Books

Take & Read: Practical theology

Five books that introduce new voices to the conversation

In I Bring the Voices of My People: A Womanist Vision for Racial Reconciliation (Eerdmans), Chanequa Walker-Barnes offers a salient Christian vision for racial reconciliation. This vision is notable for its clear and direct assessment of what has been lacking in many Christian efforts on this front: the voices of Black women, Asian women, Indigenous women, and Latina women. Walker-Barnes calls this gap “the e-racing of gender,” and she begins to fill it by offering a womanist vision of reconciliation that is clear, compelling, and full of grace.
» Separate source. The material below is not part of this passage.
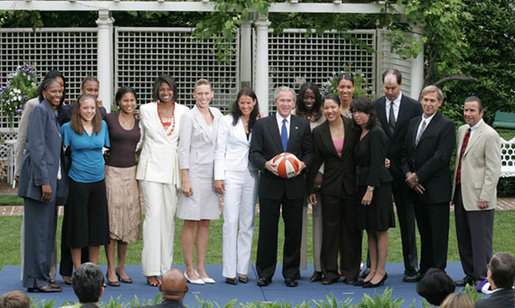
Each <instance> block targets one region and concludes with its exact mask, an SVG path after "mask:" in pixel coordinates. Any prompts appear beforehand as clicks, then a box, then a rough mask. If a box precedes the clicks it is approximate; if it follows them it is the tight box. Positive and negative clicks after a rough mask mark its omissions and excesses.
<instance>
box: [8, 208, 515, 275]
mask: <svg viewBox="0 0 515 308" xmlns="http://www.w3.org/2000/svg"><path fill="white" fill-rule="evenodd" d="M310 218H311V216H310V217H309V222H310V226H309V229H308V230H309V232H308V263H311V262H312V261H313V259H312V257H311V251H312V241H311V219H310ZM21 220H22V217H19V216H18V217H0V243H2V244H1V249H0V269H1V268H2V267H3V266H4V265H8V264H14V265H18V264H20V226H21ZM182 222H183V221H182V220H180V219H177V221H176V228H175V230H176V231H175V235H176V236H175V245H174V247H175V250H174V261H173V263H174V264H184V260H183V257H182V250H181V243H180V234H181V228H182ZM61 223H62V217H59V226H58V230H61ZM222 224H223V221H222V219H219V220H216V221H212V222H211V234H210V239H209V246H208V253H207V260H206V262H207V263H208V264H221V263H222ZM255 225H256V228H255V237H254V245H253V249H252V263H253V264H255V262H256V246H257V231H258V226H259V215H256V220H255ZM397 225H398V224H397ZM514 230H515V211H497V212H496V213H495V225H494V243H493V250H494V252H499V251H504V252H508V253H510V254H512V255H515V237H514V236H513V232H514ZM59 234H60V231H59ZM283 234H284V228H283V225H282V222H281V225H280V229H279V253H278V256H279V259H280V258H281V256H282V243H283ZM388 234H389V240H390V249H389V251H388V262H402V250H401V240H400V233H399V228H398V227H397V228H393V229H390V230H389V232H388ZM59 240H60V235H59ZM417 242H418V244H420V240H419V238H418V236H417ZM142 244H143V241H141V240H140V241H138V242H136V243H132V244H129V250H128V253H127V263H128V264H141V249H142ZM366 245H367V244H366V234H365V235H364V236H363V258H364V259H365V258H366ZM58 247H60V246H59V245H58ZM102 251H103V249H102ZM419 251H420V249H419ZM448 261H449V262H456V261H459V256H458V248H457V244H456V230H455V224H454V213H453V212H451V216H450V230H449V252H448ZM99 262H100V264H107V262H106V260H105V255H104V253H103V252H101V256H100V260H99ZM279 262H281V261H279Z"/></svg>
This is not cheap grace: it is costly in its unmasking of White supremacy and misogyny and in its insistence on telling the truth about the complexity of racism in our common life.

Walker-Barnes clears the decks by stating outright that “racism is not about feelings or friendship,” nor can it be remedied by the symmetrical relationship model for reconciliation that many Christian groups embrace. Rather, racism is about structural power that props up White people as superior to others. Maintaining that “racism is not a stand-alone issue,” Walker-Barnes also explains how various systems of oppression are interrelated, offering striking stories and prodigious social research.

Walker-Barnes highlights the work of structural justice as integral to real reconciliation, conveying her meaning in vivid, easy-to-grasp analogies. For example, she points out that in friendship, people run toward each other, while in solidarity, people run beside each other toward a greater good. The voices of women of color, heard alongside each other in this learned and readable account, point the way.